A igreja desenvolveu muito no ministério do louvor. Hoje, existem milhares de grupos de todos os tipos e gostos. No entanto, hoje em dia, a ênfase e prioridade do culto que deveríamos dar à Palavra de Deus está sendo dada ao louvor. Igrejas que dão uma hora e meia ao louvor e apenas vinte minutos bem corridos de pregação e quando essa vem sadia em doutrina.

Por causa disso, as pessoas, que poderiam aprender sobre textos e doutrinas essenciais da fé, ficam apenas no superficial da emoção das várias frases repetidas pelo dirigente do louvor sem necessidade nenhuma, já que a prioridade está ficando em detrimento.

4.     Deficiência de Estudos Bíblicos e da EBD

Uma das causas dessa crise é exatamente a negligência dos pastores que são responsáveis de ensinar à igreja. As grandes doutrinas da fé cristã e as exposições das Escrituras são esquecidas e deixadas para as células, que é uma opção compreensível, mas quando se deixa toda a responsabilidade do ensino da Igreja às células é perigoso, pois, aos pastores e mestres, foi dada a responsabilidade do ensino porque foram preparados para tal função. Não é à toa que Paulo adverte muito a Timóteo que pregasse a Palavra, ensinasse e lesse as Escrituras (1Tm 4.11-13; 2Tm 4.1,2). Daí, as oportunidades de estudo na EBD são trocadas por pregações temáticas superficiais que não fundamentam os seus ouvintes.

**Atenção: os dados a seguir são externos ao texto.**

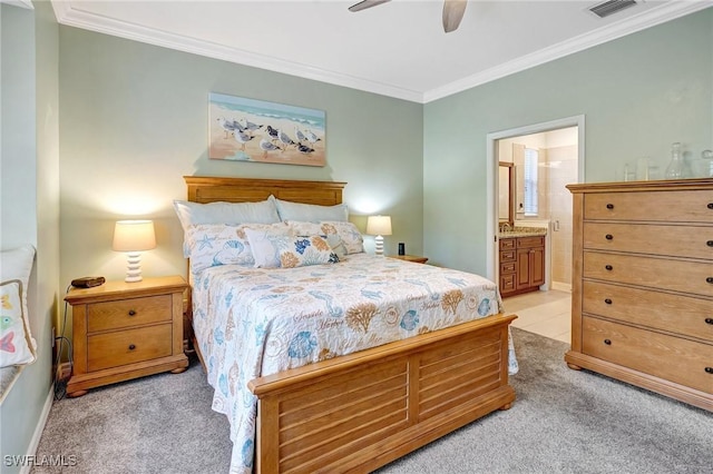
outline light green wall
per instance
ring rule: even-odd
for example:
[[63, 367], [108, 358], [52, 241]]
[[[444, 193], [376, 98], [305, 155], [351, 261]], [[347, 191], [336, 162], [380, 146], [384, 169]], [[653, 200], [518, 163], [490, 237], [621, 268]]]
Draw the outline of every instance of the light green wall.
[[436, 264], [486, 274], [486, 137], [585, 115], [586, 181], [662, 167], [671, 144], [713, 148], [713, 9], [424, 106], [423, 241]]
[[[28, 308], [38, 359], [26, 366], [0, 406], [0, 455], [35, 454], [51, 388], [51, 328], [59, 278], [58, 29], [49, 3], [0, 6], [2, 40], [3, 249], [37, 248]], [[12, 464], [12, 463], [10, 463]]]
[[[421, 105], [70, 27], [60, 27], [60, 65], [61, 285], [124, 278], [114, 221], [141, 210], [158, 239], [144, 275], [185, 274], [172, 208], [184, 175], [348, 181], [362, 230], [365, 215], [390, 214], [387, 251], [399, 241], [422, 251]], [[324, 110], [328, 165], [208, 159], [209, 92]]]

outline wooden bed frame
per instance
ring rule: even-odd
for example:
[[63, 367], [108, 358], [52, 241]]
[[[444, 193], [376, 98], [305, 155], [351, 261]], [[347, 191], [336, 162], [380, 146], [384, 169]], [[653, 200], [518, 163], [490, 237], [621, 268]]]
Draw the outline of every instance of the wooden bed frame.
[[[184, 179], [196, 203], [273, 195], [329, 206], [342, 201], [345, 185]], [[255, 472], [370, 472], [508, 409], [508, 326], [516, 317], [498, 314], [250, 382], [258, 398]]]

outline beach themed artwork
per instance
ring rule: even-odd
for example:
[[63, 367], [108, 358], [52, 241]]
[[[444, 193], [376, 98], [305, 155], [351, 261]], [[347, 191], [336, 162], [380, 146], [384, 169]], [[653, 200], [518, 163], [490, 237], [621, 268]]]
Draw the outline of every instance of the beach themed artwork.
[[323, 110], [209, 93], [208, 158], [324, 166]]

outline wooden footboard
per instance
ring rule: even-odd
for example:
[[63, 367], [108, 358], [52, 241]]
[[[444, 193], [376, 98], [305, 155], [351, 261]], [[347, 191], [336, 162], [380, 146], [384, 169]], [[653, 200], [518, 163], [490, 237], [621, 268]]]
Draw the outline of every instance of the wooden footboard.
[[501, 314], [261, 377], [256, 472], [369, 472], [515, 401]]

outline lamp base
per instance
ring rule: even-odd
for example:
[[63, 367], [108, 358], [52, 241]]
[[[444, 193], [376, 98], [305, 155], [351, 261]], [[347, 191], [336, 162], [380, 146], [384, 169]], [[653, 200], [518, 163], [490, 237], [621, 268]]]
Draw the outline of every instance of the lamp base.
[[135, 283], [135, 282], [140, 282], [143, 279], [144, 277], [141, 277], [141, 254], [138, 251], [126, 254], [126, 278], [124, 278], [124, 282]]
[[374, 255], [383, 257], [383, 237], [381, 236], [374, 238]]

Deixo bem claro que não sou contra o estudo sistemático de grupos familiares e células. O que eu questiono é o abandono total da programação da igreja em não ter um dia em que haja um estudo com o pastor das doutrinas fundamentais da fé como Paulo fazia a ponto de aprofundar-se pela noite (At 20.7-9).

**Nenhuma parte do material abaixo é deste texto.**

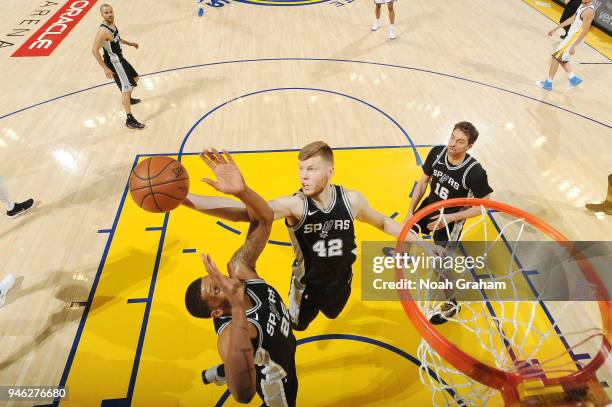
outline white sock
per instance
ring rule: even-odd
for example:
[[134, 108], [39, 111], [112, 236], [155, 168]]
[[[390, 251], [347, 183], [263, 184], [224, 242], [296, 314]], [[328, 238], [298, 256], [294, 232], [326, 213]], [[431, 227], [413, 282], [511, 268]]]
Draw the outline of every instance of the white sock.
[[11, 199], [11, 195], [9, 194], [8, 188], [6, 187], [6, 184], [4, 184], [2, 177], [0, 177], [0, 201], [6, 205], [7, 211], [12, 211], [15, 208], [15, 202], [13, 202]]

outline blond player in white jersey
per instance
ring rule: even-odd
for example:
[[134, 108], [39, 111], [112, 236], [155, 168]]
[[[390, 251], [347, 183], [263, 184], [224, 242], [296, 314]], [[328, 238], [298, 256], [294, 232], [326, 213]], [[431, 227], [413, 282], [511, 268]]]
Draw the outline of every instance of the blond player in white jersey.
[[370, 29], [372, 31], [376, 31], [380, 28], [382, 24], [380, 21], [380, 9], [385, 3], [387, 4], [387, 9], [389, 10], [389, 39], [394, 40], [397, 38], [397, 35], [395, 34], [395, 10], [393, 9], [395, 0], [374, 0], [374, 4], [376, 5], [376, 8], [374, 9], [376, 21], [374, 24], [372, 24], [372, 28]]
[[582, 4], [578, 7], [576, 14], [571, 18], [559, 23], [555, 28], [548, 32], [548, 36], [552, 35], [559, 28], [567, 27], [571, 24], [567, 36], [555, 52], [552, 54], [552, 60], [550, 62], [550, 69], [548, 70], [548, 79], [537, 82], [537, 85], [545, 90], [552, 90], [552, 81], [559, 69], [559, 65], [565, 69], [569, 78], [569, 86], [573, 88], [582, 83], [582, 79], [574, 75], [572, 68], [570, 67], [569, 60], [570, 56], [576, 52], [576, 46], [586, 37], [589, 30], [591, 29], [591, 23], [595, 17], [595, 6], [593, 0], [582, 0]]

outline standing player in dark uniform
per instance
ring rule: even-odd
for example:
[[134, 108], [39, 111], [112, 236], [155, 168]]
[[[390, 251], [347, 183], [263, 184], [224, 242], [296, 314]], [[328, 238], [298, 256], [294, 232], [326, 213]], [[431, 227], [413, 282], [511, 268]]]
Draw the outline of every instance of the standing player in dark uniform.
[[[356, 259], [355, 219], [398, 237], [400, 225], [372, 209], [358, 191], [331, 183], [334, 155], [323, 141], [304, 146], [298, 155], [302, 188], [269, 202], [275, 219], [285, 219], [295, 261], [289, 313], [296, 331], [305, 330], [322, 312], [336, 318], [350, 294]], [[232, 221], [248, 220], [244, 206], [229, 199], [189, 194], [184, 205]]]
[[[563, 13], [561, 14], [561, 18], [559, 22], [562, 23], [578, 11], [578, 7], [582, 4], [582, 0], [565, 0], [565, 7], [563, 8]], [[563, 27], [565, 30], [565, 34], [561, 35], [561, 39], [564, 40], [567, 37], [567, 33], [569, 32], [569, 26]]]
[[[487, 172], [467, 153], [477, 139], [478, 130], [472, 123], [459, 122], [453, 128], [448, 145], [431, 149], [423, 164], [423, 176], [412, 193], [407, 219], [421, 208], [444, 199], [489, 199], [493, 189], [489, 186]], [[429, 196], [415, 210], [428, 185]], [[449, 241], [456, 241], [459, 238], [466, 219], [480, 214], [480, 207], [445, 208], [443, 215], [432, 213], [417, 222], [413, 230], [424, 234], [433, 232], [434, 242], [445, 246]], [[457, 302], [451, 299], [445, 302], [429, 320], [433, 324], [442, 324], [458, 309]]]
[[298, 389], [296, 341], [289, 312], [276, 290], [255, 271], [274, 214], [266, 201], [246, 186], [231, 156], [225, 156], [227, 161], [215, 150], [202, 154], [218, 179], [206, 182], [240, 199], [250, 226], [244, 244], [228, 263], [229, 277], [219, 272], [209, 255], [202, 255], [208, 276], [192, 282], [185, 294], [189, 313], [214, 318], [218, 335], [223, 365], [202, 372], [202, 377], [205, 383], [227, 381], [239, 403], [248, 404], [257, 392], [264, 406], [294, 407]]
[[[108, 4], [100, 6], [100, 14], [104, 22], [100, 24], [93, 48], [91, 50], [94, 58], [104, 70], [108, 79], [115, 79], [115, 83], [121, 91], [121, 103], [127, 120], [125, 125], [130, 129], [143, 129], [145, 126], [132, 116], [132, 106], [140, 102], [140, 99], [132, 99], [132, 90], [138, 84], [138, 73], [130, 65], [121, 50], [121, 44], [138, 49], [138, 44], [121, 39], [119, 29], [115, 26], [115, 14], [113, 8]], [[104, 59], [100, 57], [100, 48], [104, 49]]]

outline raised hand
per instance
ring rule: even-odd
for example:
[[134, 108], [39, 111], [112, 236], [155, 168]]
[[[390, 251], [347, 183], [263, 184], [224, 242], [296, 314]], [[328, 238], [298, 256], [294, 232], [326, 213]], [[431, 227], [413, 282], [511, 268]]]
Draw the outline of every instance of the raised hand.
[[205, 149], [200, 158], [213, 171], [217, 181], [203, 178], [202, 181], [224, 194], [236, 195], [246, 190], [244, 177], [234, 162], [232, 156], [225, 150], [221, 155], [216, 149]]
[[221, 289], [231, 305], [244, 305], [244, 283], [236, 277], [226, 277], [217, 268], [210, 255], [201, 253], [202, 263], [213, 282]]

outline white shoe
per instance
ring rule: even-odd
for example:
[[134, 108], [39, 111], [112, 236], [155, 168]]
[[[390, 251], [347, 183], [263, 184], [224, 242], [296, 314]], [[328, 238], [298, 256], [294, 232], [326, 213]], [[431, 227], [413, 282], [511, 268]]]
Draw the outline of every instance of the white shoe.
[[12, 274], [7, 275], [0, 282], [0, 307], [6, 303], [6, 294], [15, 284], [15, 277]]
[[389, 28], [389, 39], [394, 40], [396, 38], [397, 38], [397, 35], [395, 35], [395, 28], [393, 27]]

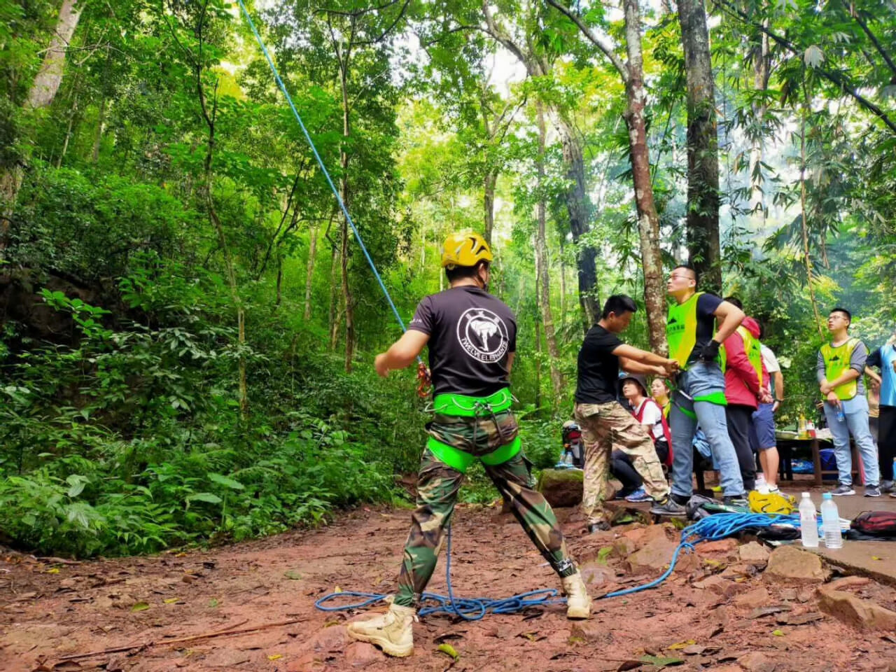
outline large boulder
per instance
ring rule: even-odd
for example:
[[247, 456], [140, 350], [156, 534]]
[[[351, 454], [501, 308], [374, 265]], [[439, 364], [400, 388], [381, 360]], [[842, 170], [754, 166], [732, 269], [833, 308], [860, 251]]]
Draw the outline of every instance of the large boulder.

5.     Pouca leitura bíblica

Hoje, nós passamos por outro fenômeno. A Bíblia tem sido o livro mais acessível que se pode ter. Existem Bíblias em software, para celulares, para tablets, de todos os tamanhos, de todos os gostos. Para aqueles que não têm Bíblia, esses podem acessá-la pela internet, pois existem vários sites que as disponibilizam, como as línguas originais também. No entanto, hoje se lê menos a Bíblia que os dias anteriores. Segundo algumas pesquisas, pouquíssimos pastores leram a Bíblia toda. Muitos membros de muitos anos na igreja têm dificuldades de achar um livro pouco lido na igreja ou somente sabem sobre Davi, Abraão pela pregação do pastor ou de algum filme que passa na TV.

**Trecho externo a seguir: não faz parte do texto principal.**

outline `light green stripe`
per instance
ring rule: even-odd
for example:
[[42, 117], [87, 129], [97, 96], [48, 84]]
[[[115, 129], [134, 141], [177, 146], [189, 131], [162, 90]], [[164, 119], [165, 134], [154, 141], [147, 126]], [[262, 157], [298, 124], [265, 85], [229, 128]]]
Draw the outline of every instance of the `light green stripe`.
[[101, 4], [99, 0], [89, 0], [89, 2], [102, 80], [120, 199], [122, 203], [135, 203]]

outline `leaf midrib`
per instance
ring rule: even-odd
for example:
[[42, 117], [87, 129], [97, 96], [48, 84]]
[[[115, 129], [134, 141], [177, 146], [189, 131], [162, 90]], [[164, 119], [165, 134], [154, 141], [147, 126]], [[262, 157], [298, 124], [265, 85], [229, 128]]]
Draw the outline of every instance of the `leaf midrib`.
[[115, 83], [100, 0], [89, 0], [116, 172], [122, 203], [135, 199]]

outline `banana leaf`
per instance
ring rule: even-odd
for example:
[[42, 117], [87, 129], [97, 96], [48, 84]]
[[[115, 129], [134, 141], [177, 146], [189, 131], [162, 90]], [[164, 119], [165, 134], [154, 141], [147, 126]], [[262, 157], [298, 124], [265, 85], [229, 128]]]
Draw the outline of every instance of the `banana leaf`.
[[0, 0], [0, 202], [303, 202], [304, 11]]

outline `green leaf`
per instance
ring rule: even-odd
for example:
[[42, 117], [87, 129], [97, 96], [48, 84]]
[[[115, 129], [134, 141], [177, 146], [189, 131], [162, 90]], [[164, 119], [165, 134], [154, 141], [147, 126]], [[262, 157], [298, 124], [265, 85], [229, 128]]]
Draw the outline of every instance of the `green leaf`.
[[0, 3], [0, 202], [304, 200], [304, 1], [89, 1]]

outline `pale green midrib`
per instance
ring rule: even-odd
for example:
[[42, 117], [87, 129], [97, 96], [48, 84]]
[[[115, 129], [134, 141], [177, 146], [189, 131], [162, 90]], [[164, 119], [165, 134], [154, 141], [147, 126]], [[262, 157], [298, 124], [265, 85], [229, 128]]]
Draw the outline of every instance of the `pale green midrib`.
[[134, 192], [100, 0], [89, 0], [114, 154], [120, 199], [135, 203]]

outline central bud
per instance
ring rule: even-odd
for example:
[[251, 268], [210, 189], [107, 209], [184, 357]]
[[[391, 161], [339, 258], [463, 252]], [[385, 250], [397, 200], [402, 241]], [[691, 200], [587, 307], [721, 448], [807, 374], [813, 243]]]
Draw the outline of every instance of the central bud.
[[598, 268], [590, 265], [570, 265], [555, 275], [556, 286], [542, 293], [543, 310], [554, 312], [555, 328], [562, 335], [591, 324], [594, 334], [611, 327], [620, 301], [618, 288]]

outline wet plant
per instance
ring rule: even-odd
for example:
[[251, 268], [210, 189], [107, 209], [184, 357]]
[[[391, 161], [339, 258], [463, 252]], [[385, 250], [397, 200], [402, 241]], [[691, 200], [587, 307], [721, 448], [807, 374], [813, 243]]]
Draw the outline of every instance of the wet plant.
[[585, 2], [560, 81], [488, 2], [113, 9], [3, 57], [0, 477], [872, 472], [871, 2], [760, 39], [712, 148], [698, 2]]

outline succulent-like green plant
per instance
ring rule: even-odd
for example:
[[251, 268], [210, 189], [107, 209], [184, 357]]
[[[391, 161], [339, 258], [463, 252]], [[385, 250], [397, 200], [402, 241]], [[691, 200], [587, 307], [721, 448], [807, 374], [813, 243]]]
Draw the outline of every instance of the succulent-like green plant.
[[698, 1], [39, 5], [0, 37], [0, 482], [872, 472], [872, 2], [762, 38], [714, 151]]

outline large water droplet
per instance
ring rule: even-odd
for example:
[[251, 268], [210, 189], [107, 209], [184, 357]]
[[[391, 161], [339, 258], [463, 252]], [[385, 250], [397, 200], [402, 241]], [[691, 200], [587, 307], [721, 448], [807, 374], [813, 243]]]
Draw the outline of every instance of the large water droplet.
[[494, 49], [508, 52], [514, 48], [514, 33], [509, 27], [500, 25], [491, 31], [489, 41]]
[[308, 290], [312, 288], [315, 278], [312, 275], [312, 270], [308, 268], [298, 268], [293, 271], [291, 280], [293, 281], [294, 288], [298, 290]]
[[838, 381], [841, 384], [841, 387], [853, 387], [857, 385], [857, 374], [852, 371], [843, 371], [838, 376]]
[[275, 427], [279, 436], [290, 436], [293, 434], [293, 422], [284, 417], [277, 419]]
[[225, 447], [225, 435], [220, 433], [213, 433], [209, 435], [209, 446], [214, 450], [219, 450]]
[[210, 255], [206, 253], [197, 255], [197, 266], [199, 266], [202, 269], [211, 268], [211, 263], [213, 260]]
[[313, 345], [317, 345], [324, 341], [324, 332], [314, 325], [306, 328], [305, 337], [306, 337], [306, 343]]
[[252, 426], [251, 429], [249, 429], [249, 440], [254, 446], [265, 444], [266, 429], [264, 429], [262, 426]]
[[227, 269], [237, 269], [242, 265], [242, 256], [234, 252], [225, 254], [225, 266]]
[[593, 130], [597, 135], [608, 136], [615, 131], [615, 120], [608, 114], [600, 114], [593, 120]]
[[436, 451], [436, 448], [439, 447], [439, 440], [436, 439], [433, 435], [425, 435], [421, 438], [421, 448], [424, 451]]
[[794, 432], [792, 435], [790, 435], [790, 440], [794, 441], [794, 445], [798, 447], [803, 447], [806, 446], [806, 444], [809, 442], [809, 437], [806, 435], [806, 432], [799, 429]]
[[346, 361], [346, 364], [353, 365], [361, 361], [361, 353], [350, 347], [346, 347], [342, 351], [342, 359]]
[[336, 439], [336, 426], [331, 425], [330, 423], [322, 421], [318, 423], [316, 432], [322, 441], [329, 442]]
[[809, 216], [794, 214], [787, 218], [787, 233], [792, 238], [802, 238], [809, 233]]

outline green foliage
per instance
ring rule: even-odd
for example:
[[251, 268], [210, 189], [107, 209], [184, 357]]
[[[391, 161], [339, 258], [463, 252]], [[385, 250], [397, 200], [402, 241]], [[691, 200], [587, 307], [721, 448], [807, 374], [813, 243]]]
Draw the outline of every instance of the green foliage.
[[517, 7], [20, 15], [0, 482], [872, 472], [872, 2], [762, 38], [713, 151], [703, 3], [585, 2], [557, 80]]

A consequência disso é a falta de uma percepção do todo bíblico diante do que se ouve e recebe nos púlpitos e na TV, que é o lugar onde mais se engana os incautos. É na TV que pessoas colocam copos d’água, dão ofertas para serem abençoados e pedem toalhas com o suor de apóstolos. No entanto, sabemos que não é o bastante, pois é necessário conhecimento da Hermenêutica para uma boa interpretação das Escrituras e, por isso, precisamos estar em uma igreja que não seja comercial tendo mestres e pastores que ensinem “todo o conselho de Deus” (Ef 20.27).

CONCLUSÃO

A igreja precisa entender que o abandono das Escrituras é o começo de um caos na igreja. Foi assim que começou na idade Média. As Escrituras foram colocadas ao lado das tradições e da igreja. Por causa disso, ela se tornou desnecessária, não atual. O importante era sensação de religiosidade e obediência aos oficiais da igreja.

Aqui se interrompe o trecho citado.